'Did You Remember Diapers?': Darcy Lockman on the Elusive Fantasy of Equitable Parenting
In Depth 
                            
Before the baby arrived, Darcy Lockman believed that she and her husband would equally split the work of parenting. But her hopes were short-lived. It started with a fight when their daughter was not yet a month old and Lockman was on brief, unpaid maternity leave. Lockman’s husband—who imagined her leave as “downright hedonistic,” because she was occasionally able to drag herself to lunch with friends—wanted to return to his pre-baby routine of going to the gym after work.

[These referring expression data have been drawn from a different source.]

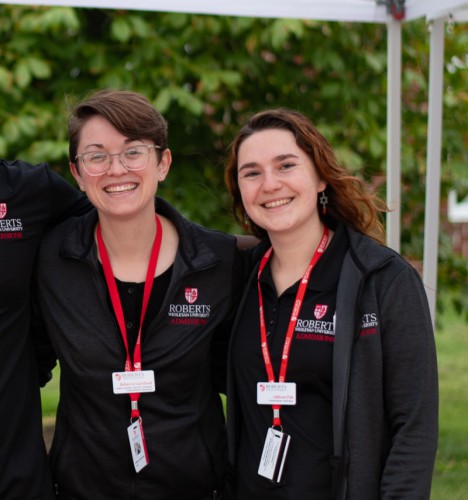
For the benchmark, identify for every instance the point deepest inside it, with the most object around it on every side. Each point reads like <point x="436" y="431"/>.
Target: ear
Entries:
<point x="164" y="165"/>
<point x="76" y="175"/>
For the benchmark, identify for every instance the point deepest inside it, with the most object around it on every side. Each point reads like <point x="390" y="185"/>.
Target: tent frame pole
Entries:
<point x="393" y="132"/>
<point x="434" y="140"/>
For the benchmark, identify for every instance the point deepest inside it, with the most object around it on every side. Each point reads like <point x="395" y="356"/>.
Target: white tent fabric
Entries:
<point x="372" y="11"/>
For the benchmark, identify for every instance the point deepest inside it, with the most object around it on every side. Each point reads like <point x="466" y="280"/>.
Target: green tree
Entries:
<point x="207" y="73"/>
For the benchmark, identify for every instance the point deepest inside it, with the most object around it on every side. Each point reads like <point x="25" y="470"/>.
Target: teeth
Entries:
<point x="121" y="189"/>
<point x="277" y="203"/>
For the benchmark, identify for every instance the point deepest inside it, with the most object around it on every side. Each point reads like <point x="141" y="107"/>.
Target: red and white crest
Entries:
<point x="320" y="311"/>
<point x="191" y="295"/>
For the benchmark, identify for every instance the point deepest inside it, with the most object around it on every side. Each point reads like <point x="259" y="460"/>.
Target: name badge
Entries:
<point x="276" y="393"/>
<point x="138" y="445"/>
<point x="274" y="455"/>
<point x="133" y="382"/>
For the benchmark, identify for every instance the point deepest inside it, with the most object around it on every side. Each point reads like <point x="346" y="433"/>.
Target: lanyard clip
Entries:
<point x="276" y="418"/>
<point x="135" y="412"/>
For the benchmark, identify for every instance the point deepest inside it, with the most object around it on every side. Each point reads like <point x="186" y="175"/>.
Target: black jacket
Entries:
<point x="385" y="389"/>
<point x="31" y="199"/>
<point x="185" y="345"/>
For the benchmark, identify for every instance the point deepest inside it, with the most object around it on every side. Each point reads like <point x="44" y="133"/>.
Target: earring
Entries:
<point x="323" y="201"/>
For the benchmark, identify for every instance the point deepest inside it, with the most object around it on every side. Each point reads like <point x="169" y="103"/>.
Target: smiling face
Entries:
<point x="119" y="192"/>
<point x="278" y="183"/>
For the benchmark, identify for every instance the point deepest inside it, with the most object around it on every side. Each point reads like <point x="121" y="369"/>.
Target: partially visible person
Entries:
<point x="332" y="390"/>
<point x="138" y="303"/>
<point x="32" y="198"/>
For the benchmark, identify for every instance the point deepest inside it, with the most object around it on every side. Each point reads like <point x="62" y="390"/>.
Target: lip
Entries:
<point x="120" y="188"/>
<point x="277" y="203"/>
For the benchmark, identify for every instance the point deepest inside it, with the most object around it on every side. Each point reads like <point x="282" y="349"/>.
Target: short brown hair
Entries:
<point x="130" y="113"/>
<point x="348" y="199"/>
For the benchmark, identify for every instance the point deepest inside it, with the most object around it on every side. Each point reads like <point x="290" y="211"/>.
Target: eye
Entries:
<point x="95" y="157"/>
<point x="249" y="174"/>
<point x="133" y="152"/>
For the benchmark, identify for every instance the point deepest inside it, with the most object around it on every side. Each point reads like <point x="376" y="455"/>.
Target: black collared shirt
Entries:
<point x="307" y="472"/>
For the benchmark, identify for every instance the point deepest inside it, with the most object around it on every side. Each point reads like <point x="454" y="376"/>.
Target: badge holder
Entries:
<point x="137" y="441"/>
<point x="274" y="454"/>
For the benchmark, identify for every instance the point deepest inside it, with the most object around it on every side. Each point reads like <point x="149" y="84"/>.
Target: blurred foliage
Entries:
<point x="205" y="74"/>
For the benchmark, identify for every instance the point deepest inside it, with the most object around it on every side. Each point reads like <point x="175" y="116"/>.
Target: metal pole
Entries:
<point x="434" y="140"/>
<point x="393" y="132"/>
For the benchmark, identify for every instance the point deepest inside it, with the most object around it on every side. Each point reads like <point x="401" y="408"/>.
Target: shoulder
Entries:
<point x="17" y="174"/>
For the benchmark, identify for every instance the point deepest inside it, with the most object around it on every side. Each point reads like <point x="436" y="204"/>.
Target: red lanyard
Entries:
<point x="292" y="322"/>
<point x="117" y="305"/>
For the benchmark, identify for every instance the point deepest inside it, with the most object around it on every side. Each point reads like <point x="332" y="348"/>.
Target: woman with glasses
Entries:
<point x="332" y="388"/>
<point x="137" y="302"/>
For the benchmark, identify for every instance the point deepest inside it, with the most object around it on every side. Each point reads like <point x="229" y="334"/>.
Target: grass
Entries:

“He had long days at the office and wanted to work out,” she writes in her new book, All the Rage: Mothers, Fathers, and the Myth of Equal Partnership. “I had long days at home with our newborn and wanted some relief.” They eventually agreed, after a few days of “mutual hostility,” that he would go to the gym before work, although he “seemed to hold onto the idea” that she was wrong for having such demands.
“Maybe I should just accept my role as primary parent with grace,” she thought at the time, even though she was soon going to return to work, just like her husband. “It wasn’t like he didn’t help at all.”
This dynamic continued during the first years of her daughter’s life, and then their second kid arrived. “My requests for more help were sporadically heeded, but only after some fighting and a fraught reminder or two, each one serving to reinforce the same implicit bottom line: Our children’s needs were my responsibly,” she writes. Her husband demonstrated a “striking ability to abdicate domestic burdens—to fail to even know of their existence.” Lockman writes of “small children dressed in the wrong season’s clothes, permission slips that remained in folders unsigned, the consistent failure to pack any sort of supply,” and her husband’s slightly accusatory utterance every time they got into the car, “Did you remember diapers?”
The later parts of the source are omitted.